Nos hemos acostumbrado pero no es normal: que la discrepancia, por pequeña que sea, nos convierta en enemigos irreconciliables. Que mi opinión sea diferente a la tuya no me transforma en un alienígena. No somos lo que pensamos o, para ser más exactos, lo que pensamos no es más que una parte de lo que somos. Pero nos hemos acostumbrado: alguien afirma algo con la que no estamos de acuerdo o que se parece, nos recuerda, el discurso que consideramos peligroso y automáticamente lo asimilamos a un extremo ideológico con el que no tiene nada que ver. Que hacer cualquier crítica al independentismo te valga el apelativo de unionista, que criticar a no independentistas te convierta en un separatista sospechoso, que analizar la izquierda y someterla a juicio ciudadano te transforme en la extrema derecha, que encararte con la extrema derecha te valga ser parte de la «dictadura progre».

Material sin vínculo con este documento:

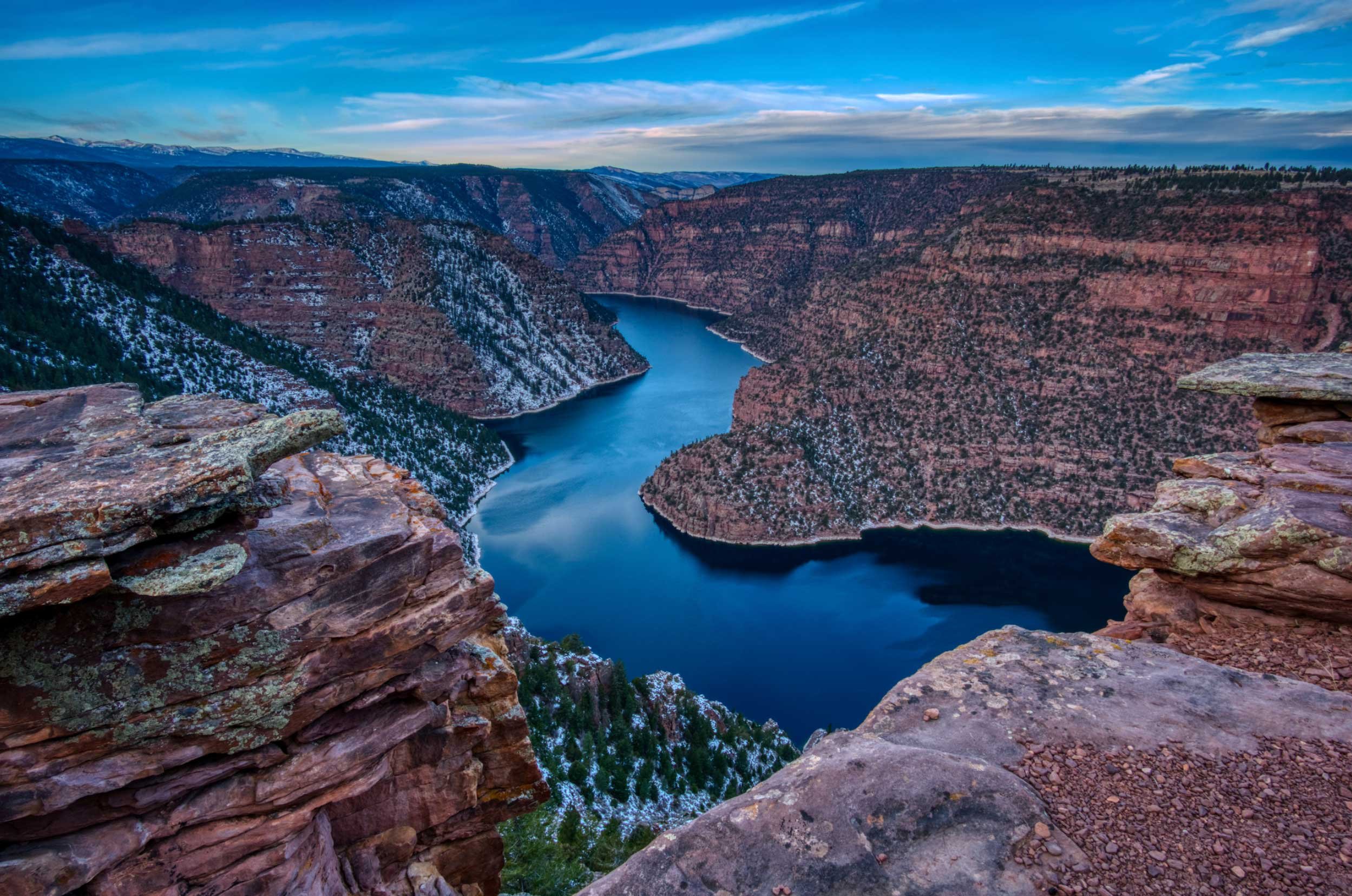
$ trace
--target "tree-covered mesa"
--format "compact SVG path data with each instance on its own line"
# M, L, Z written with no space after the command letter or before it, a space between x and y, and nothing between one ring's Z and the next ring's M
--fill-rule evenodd
M500 828L504 893L575 893L798 755L773 722L754 724L680 676L630 678L577 635L545 642L514 622L507 638L552 796Z
M147 400L215 392L284 414L342 409L331 447L404 466L456 519L510 461L483 424L360 366L237 323L30 215L0 205L0 389L135 382Z

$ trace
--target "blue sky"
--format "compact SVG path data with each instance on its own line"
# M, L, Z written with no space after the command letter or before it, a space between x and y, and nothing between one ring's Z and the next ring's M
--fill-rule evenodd
M0 132L504 166L1352 165L1352 0L0 0Z

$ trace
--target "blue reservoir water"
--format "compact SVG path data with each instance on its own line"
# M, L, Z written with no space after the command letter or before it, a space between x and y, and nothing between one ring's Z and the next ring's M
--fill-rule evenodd
M1033 532L742 547L675 531L638 487L681 445L727 431L737 382L758 361L706 330L717 315L598 299L652 370L495 423L518 459L469 524L531 632L576 631L631 676L677 672L800 742L859 724L898 680L990 628L1092 630L1121 616L1126 570Z

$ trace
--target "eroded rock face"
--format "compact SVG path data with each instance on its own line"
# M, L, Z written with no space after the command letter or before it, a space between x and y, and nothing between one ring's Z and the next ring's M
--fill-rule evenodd
M1111 518L1094 555L1128 569L1124 637L1197 634L1240 608L1352 622L1352 355L1248 354L1179 382L1255 397L1257 451L1184 457L1141 514Z
M714 328L773 359L645 503L729 542L917 523L1088 541L1148 507L1174 458L1248 445L1245 401L1175 377L1337 343L1352 191L1109 182L777 178L653 209L576 259L587 288L731 312Z
M1059 827L1056 805L1015 774L1029 747L1217 757L1291 731L1352 741L1352 697L1149 641L1011 626L937 657L859 728L583 893L1048 893L1057 866L1088 864L1091 841ZM1034 842L1045 851L1025 862Z
M283 220L138 222L89 238L339 370L373 370L475 416L538 409L648 368L612 314L506 238L364 218L334 193L307 188L303 216Z
M546 793L492 578L335 414L0 403L0 892L498 892Z

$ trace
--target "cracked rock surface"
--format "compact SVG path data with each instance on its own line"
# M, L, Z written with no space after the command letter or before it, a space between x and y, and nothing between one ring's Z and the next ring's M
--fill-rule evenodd
M339 427L0 396L0 892L498 893L548 793L503 607Z

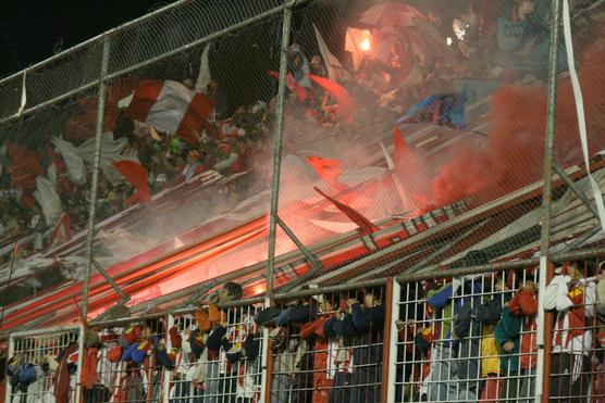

Es decir: estamos en tiempos de polarizaciones radicales y cualquiera que se empecine en matizar, abordar la realidad con la complejidad que la define, tiene todos los números de acabar en tierra de nadie, expulsado de todas partes y relegado a la condición de traidor. Ya no es importante discutir, debatir, intercambiar ideas o intentar convencer al que piensa de otra forma. El pensamiento no se concibe más que en clave de pertenencia sin concesiones. A día de hoy lo más importante es SER. Así, en mayúsculas. Y atrincherados en nuestras respectivas identidades es difícil sacar la cabeza para escuchar lo que dice el otro, también metido en su agujero.

Con esto no quiero decir que haya que ser tolerantes con los intolerantes, con los radicales de verdad, con las opciones que van contra principios democráticos fundamentales. La extrema derecha tendría que ser mediáticamente y políticamente segregada. Lo que no acabo de entender es la necesidad de polarizar aún más los debates, que haya personas que sean más beligerantes con los discrepantes matizados (los del sí pero no y tantos peros como haga falta) que con los que están realmente en las antípodas de su propia posición.

Y esta beligerancia comporta una vigilancia permanente sobre quienes no quieren ser asimilados por un bando u otro y prefieren mantenerse fieles a la independencia de pensamiento. No creo que sea una actitud muy democrática atacar a los grises, los entremedios, los que no quieren simplificar las cosas, los impuros y los mezclados, los mestizos o los que se niegan a definirse. No podemos permitir que los debates políticos se conviertan en el anuncio de refresco: «¿Y tú de quién eres?». Si seguimos por este camino al final todo el mundo tendrá muy claro lo que es pero ya no recordará lo que en realidad piensa. Que la identidad no sepulte las ideas.